I imitated her Australian accent, using the phrase everyone in Australia seemed to say at every opportunity. “Graayate!”
Lucy really knew her way around Melbourne, like I know Manhattan. Once we left the train station, we headed right for the tram, which was this neat old-fashioned bus-train combo that ran from cables hanging on the street.
As we put our fare into the tram machines Lucy’s shoulders dropped a little in sadness. “The connies are all gone,” she said. “They were the tram conductor
s who used to take everyone’s fare. Now it’s all done by machine. I’ve missed so many things since we moved to Sydney! I’m glad we ran away!”
The tram ride was not that long. Melbourne didn’t feel like a big, vast city like Sydney, which was pumping with energy and activity. The streets in Melbourne seemed more polite, less hurried. There were a few skyscrapers in the middle of the city, where the train station was, but the rest of the city, at least the sections we had passed through on the tram, looked very quiet and somewhat industrial, like New Jersey without the noise.

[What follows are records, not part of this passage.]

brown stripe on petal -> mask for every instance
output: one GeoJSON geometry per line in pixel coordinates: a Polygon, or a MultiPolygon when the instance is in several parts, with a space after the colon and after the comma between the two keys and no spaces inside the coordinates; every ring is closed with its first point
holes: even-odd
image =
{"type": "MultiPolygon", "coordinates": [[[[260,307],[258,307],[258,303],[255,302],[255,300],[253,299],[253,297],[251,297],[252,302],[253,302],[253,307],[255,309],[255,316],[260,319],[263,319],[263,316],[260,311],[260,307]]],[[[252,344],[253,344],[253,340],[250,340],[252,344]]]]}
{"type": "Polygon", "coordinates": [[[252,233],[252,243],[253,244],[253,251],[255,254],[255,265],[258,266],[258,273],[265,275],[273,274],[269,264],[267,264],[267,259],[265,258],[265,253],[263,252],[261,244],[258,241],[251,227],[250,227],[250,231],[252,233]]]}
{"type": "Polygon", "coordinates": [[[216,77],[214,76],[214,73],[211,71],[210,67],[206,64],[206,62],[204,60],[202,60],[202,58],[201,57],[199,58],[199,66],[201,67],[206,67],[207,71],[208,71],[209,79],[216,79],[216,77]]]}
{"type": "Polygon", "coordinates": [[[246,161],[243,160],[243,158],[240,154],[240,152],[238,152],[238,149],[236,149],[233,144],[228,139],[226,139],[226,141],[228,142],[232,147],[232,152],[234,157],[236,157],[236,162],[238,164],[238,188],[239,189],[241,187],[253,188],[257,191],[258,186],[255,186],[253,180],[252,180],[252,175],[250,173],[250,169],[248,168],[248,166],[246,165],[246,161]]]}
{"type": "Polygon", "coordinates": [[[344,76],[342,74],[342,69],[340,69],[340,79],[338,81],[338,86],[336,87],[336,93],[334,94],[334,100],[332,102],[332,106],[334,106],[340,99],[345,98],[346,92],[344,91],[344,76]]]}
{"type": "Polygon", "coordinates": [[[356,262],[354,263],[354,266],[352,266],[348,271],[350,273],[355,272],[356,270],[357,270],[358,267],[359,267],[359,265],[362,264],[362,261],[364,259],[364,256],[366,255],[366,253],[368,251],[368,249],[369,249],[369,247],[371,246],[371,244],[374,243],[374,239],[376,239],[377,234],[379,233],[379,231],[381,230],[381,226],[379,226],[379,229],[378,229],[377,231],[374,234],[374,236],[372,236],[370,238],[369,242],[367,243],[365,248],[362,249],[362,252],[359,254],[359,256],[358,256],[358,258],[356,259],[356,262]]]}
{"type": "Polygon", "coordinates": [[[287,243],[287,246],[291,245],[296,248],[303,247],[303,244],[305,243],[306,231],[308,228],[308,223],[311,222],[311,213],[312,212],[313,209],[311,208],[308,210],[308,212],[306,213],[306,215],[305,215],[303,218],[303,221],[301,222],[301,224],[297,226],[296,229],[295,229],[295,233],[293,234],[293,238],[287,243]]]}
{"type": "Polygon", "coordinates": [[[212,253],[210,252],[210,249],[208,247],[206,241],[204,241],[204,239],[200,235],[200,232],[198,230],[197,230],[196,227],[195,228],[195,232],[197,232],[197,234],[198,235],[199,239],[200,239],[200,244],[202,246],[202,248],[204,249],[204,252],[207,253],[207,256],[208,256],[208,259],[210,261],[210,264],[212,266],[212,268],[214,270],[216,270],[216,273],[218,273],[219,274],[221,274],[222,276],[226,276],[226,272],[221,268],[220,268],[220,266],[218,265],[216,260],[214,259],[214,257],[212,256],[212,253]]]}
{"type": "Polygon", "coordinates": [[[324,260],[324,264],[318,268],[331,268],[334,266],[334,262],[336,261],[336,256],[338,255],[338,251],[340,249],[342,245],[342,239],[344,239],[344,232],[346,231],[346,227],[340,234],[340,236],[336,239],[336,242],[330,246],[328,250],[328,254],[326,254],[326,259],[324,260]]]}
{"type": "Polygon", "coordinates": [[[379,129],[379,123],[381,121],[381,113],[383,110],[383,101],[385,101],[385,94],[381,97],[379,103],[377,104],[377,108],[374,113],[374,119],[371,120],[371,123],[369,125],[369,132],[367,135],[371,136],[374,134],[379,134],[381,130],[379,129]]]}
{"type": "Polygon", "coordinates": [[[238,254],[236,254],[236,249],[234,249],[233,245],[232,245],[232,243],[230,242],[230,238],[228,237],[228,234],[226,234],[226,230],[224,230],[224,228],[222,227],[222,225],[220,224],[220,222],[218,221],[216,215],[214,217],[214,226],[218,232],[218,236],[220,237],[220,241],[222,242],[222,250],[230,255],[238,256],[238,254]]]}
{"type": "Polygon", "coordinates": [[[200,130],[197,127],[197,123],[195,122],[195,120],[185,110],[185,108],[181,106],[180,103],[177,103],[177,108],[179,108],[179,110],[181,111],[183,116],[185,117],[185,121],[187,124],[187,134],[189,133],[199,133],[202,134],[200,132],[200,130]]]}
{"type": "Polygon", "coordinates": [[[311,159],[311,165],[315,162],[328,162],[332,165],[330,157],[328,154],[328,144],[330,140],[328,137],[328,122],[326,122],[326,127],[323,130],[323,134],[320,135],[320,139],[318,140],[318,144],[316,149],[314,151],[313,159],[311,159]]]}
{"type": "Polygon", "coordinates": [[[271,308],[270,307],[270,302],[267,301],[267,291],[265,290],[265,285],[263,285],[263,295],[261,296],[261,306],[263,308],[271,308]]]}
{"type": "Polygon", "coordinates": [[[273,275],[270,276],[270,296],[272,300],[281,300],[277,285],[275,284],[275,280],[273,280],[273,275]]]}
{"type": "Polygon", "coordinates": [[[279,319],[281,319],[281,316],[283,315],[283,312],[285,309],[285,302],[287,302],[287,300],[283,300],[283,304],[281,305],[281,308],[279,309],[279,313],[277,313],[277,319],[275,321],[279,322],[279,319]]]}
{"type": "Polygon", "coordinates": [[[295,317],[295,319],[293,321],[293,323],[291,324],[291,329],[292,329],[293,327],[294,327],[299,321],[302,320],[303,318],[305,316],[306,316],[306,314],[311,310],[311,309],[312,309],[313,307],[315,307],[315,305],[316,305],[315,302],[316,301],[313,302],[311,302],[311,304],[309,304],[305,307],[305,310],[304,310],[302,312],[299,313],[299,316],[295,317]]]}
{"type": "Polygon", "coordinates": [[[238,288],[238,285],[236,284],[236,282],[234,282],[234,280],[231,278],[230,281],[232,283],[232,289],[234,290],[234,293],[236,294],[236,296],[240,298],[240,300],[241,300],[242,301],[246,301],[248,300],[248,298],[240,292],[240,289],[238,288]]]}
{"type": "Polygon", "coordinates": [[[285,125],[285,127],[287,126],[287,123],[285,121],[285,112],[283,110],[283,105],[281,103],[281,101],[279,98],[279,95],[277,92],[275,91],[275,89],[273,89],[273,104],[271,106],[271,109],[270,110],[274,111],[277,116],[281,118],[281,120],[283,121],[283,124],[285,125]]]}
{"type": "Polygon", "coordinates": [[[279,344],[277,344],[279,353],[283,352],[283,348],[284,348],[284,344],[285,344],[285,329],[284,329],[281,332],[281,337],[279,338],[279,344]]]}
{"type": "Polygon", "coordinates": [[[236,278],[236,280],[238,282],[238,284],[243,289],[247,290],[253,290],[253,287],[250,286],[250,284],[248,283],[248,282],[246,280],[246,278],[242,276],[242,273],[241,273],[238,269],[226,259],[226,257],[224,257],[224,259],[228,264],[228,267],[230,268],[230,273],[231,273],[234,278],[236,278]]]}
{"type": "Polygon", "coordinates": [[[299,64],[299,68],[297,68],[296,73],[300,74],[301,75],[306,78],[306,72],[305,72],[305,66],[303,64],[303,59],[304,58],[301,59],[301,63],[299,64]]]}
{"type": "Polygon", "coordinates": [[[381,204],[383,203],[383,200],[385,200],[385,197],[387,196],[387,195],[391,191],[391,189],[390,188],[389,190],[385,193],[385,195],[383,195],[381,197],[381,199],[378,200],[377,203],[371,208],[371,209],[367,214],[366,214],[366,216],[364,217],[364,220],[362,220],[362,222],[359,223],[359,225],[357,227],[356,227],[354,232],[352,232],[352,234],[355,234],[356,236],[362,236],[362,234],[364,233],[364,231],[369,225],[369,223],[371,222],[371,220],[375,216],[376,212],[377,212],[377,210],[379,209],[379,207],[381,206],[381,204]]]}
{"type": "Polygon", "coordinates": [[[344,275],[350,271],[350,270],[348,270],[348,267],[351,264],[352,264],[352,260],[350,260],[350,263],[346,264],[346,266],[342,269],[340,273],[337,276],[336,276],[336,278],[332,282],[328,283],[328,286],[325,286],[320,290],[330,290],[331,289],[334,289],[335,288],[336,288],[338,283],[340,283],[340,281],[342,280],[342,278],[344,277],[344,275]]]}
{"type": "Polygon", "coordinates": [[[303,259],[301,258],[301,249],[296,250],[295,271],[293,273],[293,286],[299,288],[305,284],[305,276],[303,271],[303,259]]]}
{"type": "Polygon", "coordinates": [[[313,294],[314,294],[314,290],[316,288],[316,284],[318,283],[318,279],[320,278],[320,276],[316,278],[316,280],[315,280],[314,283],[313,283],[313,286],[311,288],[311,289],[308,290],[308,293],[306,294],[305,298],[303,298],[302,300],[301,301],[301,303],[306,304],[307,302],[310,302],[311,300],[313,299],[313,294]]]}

We got off the tram on a street near the university (Lucy called it “uni”) that was lined with Italian pastry and coffee shops. It was about nine in the morning, and I was starving. “Let’s eat!” I said.
Lucy locked her arm in mine, grinning from ear to ear at the sight of her familiar old neighborhood. “The nice thing about having no parents around is we can eat anything we want for brekkie.” She guided us into a milk bar and picked out a box of cookies and two Cokes.
“Cookies for breakfast?” I asked. But I wasn’t complaining. I had discovered that Australia was not the place for a good old-fashioned American breakfast with pancakes, eggs, and home fries. In Australia brekkie feasts were not common like in America, and I had long ago given up on their Rice Bubbles (pathetic excuse for Rice Krispies), crumpets (English muffins), and pasty-looking bagels. Cookies I was more than willing to try. I added some Kinder Surprise chockies to our brekkie booty, figuring we could save the toys inside for Angus as a souvenir of our adventure.
“We are too sick,” Lucy said. Between Lucy’s piggy bank and the money Bubbe had given me, we could survive on junk food for a very, very long time.